Eraldo Peres/AP - Brazil's President Dilma Rousseff’s removal of scandal-tainted cabinet ministers shows her political independence, analysts say.

RIO DE JANEIRO — When Brazilian Labor Minister Carlos Lupi was scrambling to save his job after being accused of corruption last month, he was defiant at first, saying that “only a bullet” would force him from office.

Then he tried sweet-talking his way out of trouble, apologizing to Brazil’s irritated president, Dilma Rousseff, and assuring her in public comments, “I love you.”

(Nacho Doce/Retuers) - Demonstrators take part in a protest against corruption at the Avenida Paulista in Sao Paulo on Nov. 15, 2011. Civil society groups organized the march through social networking sites to protest against what they say is corruption and the misuse of public money by ministries in Brazil.

But Rousseff, the country’s first female president and a no-nonsense technocrat who is about to complete her first year on the job, has shown little patience for any whiff of corruption in a cabinet that includes several holdovers from the government of President Luiz Inacio Lula da Silva.
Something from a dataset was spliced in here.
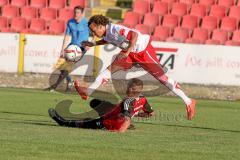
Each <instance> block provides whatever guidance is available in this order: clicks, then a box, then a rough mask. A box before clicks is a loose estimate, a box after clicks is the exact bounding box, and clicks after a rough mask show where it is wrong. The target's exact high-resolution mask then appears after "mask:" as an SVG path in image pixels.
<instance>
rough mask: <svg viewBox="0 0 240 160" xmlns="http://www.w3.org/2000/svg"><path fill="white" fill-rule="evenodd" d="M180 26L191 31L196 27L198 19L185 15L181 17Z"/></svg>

So last week, Lupi became the sixth scandal-tainted minister to be ousted from Rousseff’s 38-member cabinet — the latest in a string of departures that she has signaled may continue.

“I am not an adolescent, nor a romantic,” she said after Lupi’s last-gasp effort to keep his job. “I analyze objectively.”

Analysts here say that the removal of ministers linked to kickbacks, bribe-taking, diversion of funds and influence peddling has simultaneously underscored Rousseff’s political independence and highlighted the scope of the rot in the capital, Brasilia, just as Brazil’s global visibility and influence are expanding. Corruption is a top public issue, polls show, but many Brazilians question whether Rousseff can succeed in dismantling a system rooted in patronage and backroom deals.

“There is something new that’s happening now,” said Sylvio Costa, director of Congress in Focus, an anti-corruption group in Brasilia. “I think she’s trying to avoid practices that other presidents were not so bothered to accept. But this is a hard and long process.”

Under Brazil’s proportional representation system, political parties of all stripes abound, with 23 of them now operating in the 513-member lower house of congress. To get initiatives approved, presidents must thus form broad coalitions among parties that frequently lack ideology but are intent on controlling as many ministries as they can, said David Fleischer, a Brasilia-based political scientist.

The free-for-all system, enshrined in the 1988 constitution, lends itself to corruption, because those ministries come with thousands of jobs, dispersed nationwide, and big budgets, analysts say.

“It’s something that’s frightening,” Costa said. “I think the core of the problem is a culture of people getting posts in the state and using their power to make private profits illegally, and I think this has a long tradition in Brazil.”

A problem in one presidency after another, the pervasive corruption exploded in scandal in the middle of Lula’s eight-year term when reports emerged that lawmakers had received hundreds of thousands of dollars from the president’s Workers’ Party to keep the ruling coalition together. Known as the “monthly payoff,” the practice led to the departure of Lula’s top confidants and indirectly cleared the path to power for a quiet but strong-willed policy wonk, Rousseff.